邂逅輪廻



「お兄ちゃん」
 さて、諸兄ら健全なる男性諸君よ。君達は、この様な妄想をしたことは無いであろうか。何の変哲も無い日常の中、不意に父親が再婚し、義理の妹が出来る。或いは、隠し子発覚でも可だが――何にせよ、年の近い家族が増えることを。嗚呼、分かっている。この様なこと、年頃であれば良くあること。何も恥ずかしがることでは無いのだよ。

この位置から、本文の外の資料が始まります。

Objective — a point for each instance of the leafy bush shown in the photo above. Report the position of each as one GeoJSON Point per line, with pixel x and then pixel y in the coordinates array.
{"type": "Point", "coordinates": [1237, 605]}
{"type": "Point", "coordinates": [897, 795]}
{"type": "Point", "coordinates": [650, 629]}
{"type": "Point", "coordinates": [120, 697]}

 だがしかし、現実とはかくも非情なものだ。そうそう夢が現実になろうはずもなく、涙を飲んで現状に甘んじている方が大半であろう。嗚呼、何ゆえに俺は、古ぼけたナスビの様な兄貴しか居ないのであろうか。これが姉貴であれば幾分、夢も広がるというのに。全く以って残念でならない。
 話は脱線したが、結局のところ俺が何を言いたいのかを解説させてもらおう。何というか、出来たのだよ、妹が。
 ちょっと待て、ついに脳にまで毒素が回ったのかだの、妄想を見ることでしか現実を維持できなくなったとか、好き放題に言うな。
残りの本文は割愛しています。